When you write your book, you are NOT selling your book, you are selling YOU and improving your name. You write the content and Raymond will help you with the marketing messages to build your brand.

  • Raymond will assign his own Personal Book Architect to you
  • He will help you to get a Perfect Topic and Title
  • Learn the Perfect Book Length
  • You have ONE YEAR to complete the 10-10-10 Program™
  • You will have more Authority, even before your book is done
  • Using the 10-10-10 Program™ Ghost Writing Protocol, Raymond will write the Foreword for your book
  • Once your Book is written, Raymond will publish your book
  • Raymond will also publish any subsequent book you will ever write
  • Raymond will list your book for sale on www.Amazon.com and you keep all the proceeds
  • At his own expense, Raymond will host your Official Book Launch to promote you and your book, where you sell your book and keep 100% of the sales

http://10-10-10program.com/

FOR MORE INFORMATION:

Please click this button to have a 10-10-10 PROGRAM™” expert contact you on how you can get started. When they do, say the code “IVAN” and get 50% discount.

 

Life is much too precious to postpone. It’s time to put yourself in your own story and write your book. The whole world changes when you have a book. 
opportunity cost

The Opportunity Cost of Saying Yes

Although we love to say yes as often as possible, sometimes the opportunity cost of saying yes is too great. In these cases, try to be at peace with your decision to say no and realize you are protecting entry into your room. Say no and then move on knowing that you made the right decision for you. To network well, you really need to learn how to help people, build relationships, and support your connections in some way. But sometimes, just sometimes, you need to also say “no” to requests that are made of you.

Don’t Seinfeld it.

One of the really funny tropes from the old TV series, Seinfeld, is how the characters go off on some crazy subterfuge or complicated ruse that ends up getting them in more trouble than if they had just been candid in the first place. Be polite but be honest and be direct.

Propose something else.

If you are unable to do something that you’re being asked to do, offer them something else instead. For example, I am always having people ask me to send some communication out to my entire mailing list. The answer is always “no.”  However, with people I know and trust, I propose something else. I propose that I post it on my social media instead. That generally works just as well to maintain the relationship.

When you say it, mean it!

Be a broken record. Sometimes, people don’t take “no” for an answer. I try to be polite and smile, and repeat what I said before (on some occasions, I’ve repeated myself three times before they realized I really meant it).

say no

Ways to Say “No” Without Sounding Like a Jerk

It’s important to recognize when someone’s opportunity is your distraction. These are generally situations where someone’s project is not on mission for your business or your life. In these situations, you need to learn how to say no.  The word “no” is a one-word sentence. It’s just not a full sentence that I like to use very often and I think there are a fair number of people like me out there.

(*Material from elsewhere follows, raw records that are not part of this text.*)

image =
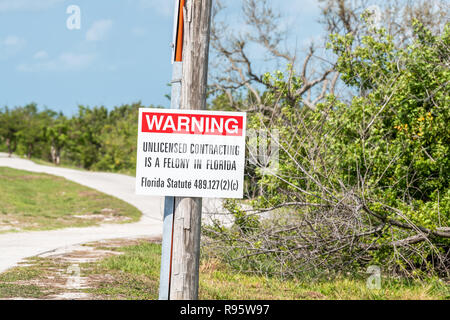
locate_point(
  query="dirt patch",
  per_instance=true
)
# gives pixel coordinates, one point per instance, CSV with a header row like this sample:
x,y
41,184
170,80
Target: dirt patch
x,y
62,274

Don’t get me wrong, I am totally good with saying “no,” to people when it is necessary. The secret is: how do you say “no” without sounding like you don’t care?

If I said yes, I’d let you down.

A very effective way to tell someone “no” is to tell them that you believe that you’d let them down if you do what they are asking. It might be because you don’t have the bandwidth, the knowledge, or the expertise to do what they are asking. In any case, you’re not the person to help make this idea a success and you don’t want to disappoint them.

Recognize the difference between an opportunity and a distraction.

That begins by knowing your own personal or professional mission. If you know your purpose/expertise/mission then you can say “no” when someone comes to you with something that is a distraction to that mission. I do this all the time by telling people that my mission is to do X. As interesting as their idea is, it’s not something that fits with what I do.

Refer them to someone more qualified.

When I say “no” to someone, I almost always try to refer them to someone who is more qualified or more suited to help that person.  I also try to refer them to someone who’s mission is more in alignment with their project.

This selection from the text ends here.